Бурмину показалось, он заметил движение в воде. Там будто покачивался подтопленный кусок бревна-плавника, течение медленно толкало и поворачивало, приноравливаясь, как бы приняться половчее, чтобы утянуть на середину, а там уж подхватить, понести. Бурмин приподнялся в седле, опасаясь худшего. Вода подтолкнула, развернула труп, блеснули цвета, которых никто не сочетает в цивильном платье: на мёртвом был мундир. Бурмин поспешно отвернулся, не желая знать, русский или французский.
«Это не моя война».
С досадой сам не зная на что развернул лошадь снова в лес.

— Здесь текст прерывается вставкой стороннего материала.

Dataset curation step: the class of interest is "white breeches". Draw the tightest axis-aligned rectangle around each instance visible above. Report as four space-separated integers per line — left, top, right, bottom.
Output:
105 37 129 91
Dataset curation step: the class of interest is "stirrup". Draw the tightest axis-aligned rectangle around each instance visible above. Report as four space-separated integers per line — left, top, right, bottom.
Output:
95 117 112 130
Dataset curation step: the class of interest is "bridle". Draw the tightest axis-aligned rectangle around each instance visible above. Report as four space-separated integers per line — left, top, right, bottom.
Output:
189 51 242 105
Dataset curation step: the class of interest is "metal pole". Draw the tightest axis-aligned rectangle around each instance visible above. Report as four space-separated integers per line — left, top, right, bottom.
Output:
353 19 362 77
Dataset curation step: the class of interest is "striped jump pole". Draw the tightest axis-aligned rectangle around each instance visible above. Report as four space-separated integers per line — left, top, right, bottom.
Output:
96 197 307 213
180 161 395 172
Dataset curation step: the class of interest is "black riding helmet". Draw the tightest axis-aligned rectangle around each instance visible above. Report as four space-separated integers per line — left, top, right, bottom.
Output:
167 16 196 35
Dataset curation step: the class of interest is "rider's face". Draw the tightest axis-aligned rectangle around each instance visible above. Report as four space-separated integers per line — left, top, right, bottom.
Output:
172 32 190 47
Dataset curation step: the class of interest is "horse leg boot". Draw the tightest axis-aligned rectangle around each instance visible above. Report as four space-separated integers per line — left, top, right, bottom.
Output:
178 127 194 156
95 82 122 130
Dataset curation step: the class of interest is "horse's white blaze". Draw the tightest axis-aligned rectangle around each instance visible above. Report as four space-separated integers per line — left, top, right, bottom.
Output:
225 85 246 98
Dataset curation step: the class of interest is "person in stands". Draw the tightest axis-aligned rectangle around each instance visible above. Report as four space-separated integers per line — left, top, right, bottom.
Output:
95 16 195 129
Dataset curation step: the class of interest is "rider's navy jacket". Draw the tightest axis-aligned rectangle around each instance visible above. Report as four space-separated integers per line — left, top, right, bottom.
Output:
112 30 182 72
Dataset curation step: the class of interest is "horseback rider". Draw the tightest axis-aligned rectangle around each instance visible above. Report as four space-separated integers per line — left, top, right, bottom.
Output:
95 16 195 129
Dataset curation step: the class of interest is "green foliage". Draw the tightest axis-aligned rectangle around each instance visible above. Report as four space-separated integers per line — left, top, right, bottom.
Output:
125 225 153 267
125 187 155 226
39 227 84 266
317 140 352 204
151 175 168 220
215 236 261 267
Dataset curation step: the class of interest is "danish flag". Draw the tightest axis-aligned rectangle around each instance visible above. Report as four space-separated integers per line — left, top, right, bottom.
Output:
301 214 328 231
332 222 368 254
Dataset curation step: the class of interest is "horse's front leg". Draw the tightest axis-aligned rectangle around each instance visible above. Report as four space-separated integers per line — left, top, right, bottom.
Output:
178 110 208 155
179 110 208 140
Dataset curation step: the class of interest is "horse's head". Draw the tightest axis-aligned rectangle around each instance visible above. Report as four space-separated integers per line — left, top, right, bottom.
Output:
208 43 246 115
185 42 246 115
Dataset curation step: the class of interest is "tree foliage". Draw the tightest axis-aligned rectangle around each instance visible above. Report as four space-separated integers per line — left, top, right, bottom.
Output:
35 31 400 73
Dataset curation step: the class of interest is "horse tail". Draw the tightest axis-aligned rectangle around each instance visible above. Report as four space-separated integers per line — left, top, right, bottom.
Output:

У поваленной ели он спешился. Закинул повод на гриву: он никогда не привязывал своих лошадей в лесу, у животного всегда должна быть возможность спастись бегством. Внезапной паники он не опасался: его лошади были привычны к запаху, который заставил бы храпеть и биться других.
Бурмин отцепил от седла плоскую и длинную тушку зайца и за задние ноги понёс к укрытию.
Ветви давно отсохли и обломались. Но вырванные корни были широко растопырены, выставляли напоказ когда-то тайную жизнь дерева. Когда ель упала, корни подняли с собой и землю, получилась яма, почти готовая берлога.
Цепь зазвенела, натянулась. Иван почуял Бурмина. Дёрнулся, но цепь дёрнула его обратно, едва не опрокинув. Иван лишь злобно сопел, раздувая ноздри. Отводил глаза, жёлтые и пустые, от человечьего взгляда.
Бурмин размахнулся и швырнул ему зайца. Иван прыгнул следом. Зубы впились в загривок. Иван помотал головой, удостоверяясь, что добыча мертва, лапы зайца плескались во все стороны. Иван присел над тушкой и начал рвать куски. Будто забыл то, что видел прошлую минуту. Уже не глядел на Бурмина. Отныне он жил одним мигом и простыми потребностями: голод, жажда, усталость.
Бурмина, как под дых, ударила мысль, которую он себе запретил. «А мне? Сколько осталось мне? Неделя? Месяцы? Дни?» Он глядел на Ивана, а видел — будущего себя.
Иван глотал куски, помогая челюстями и подрагивая головой, чтобы кусок спускался в горло.
Бурмин с растерянной тоской смотрел на него.
Руки сжали ружьё. Вскинули. Взяли на прицел. Надо было решиться. Хотел бы сам Иван, прежний Иван, такой не-жизни? Или лучше такая, чем никакой? Может, именно сейчас это существо, которому больше неведомы мысли, чувства, тревоги, — счастливо? Или милосерднее было бы кончить всё разом? Надежды, что в этой тьме снова забрезжит Иван, человек, не было, но признать это было тоже невозможно, душу глодало: а вдруг?.. Ну а вдруг? А что если со временем Иван всплывёт из тьмы на поверхность, как всплывают утопленники — спустя недели, спустя месяцы?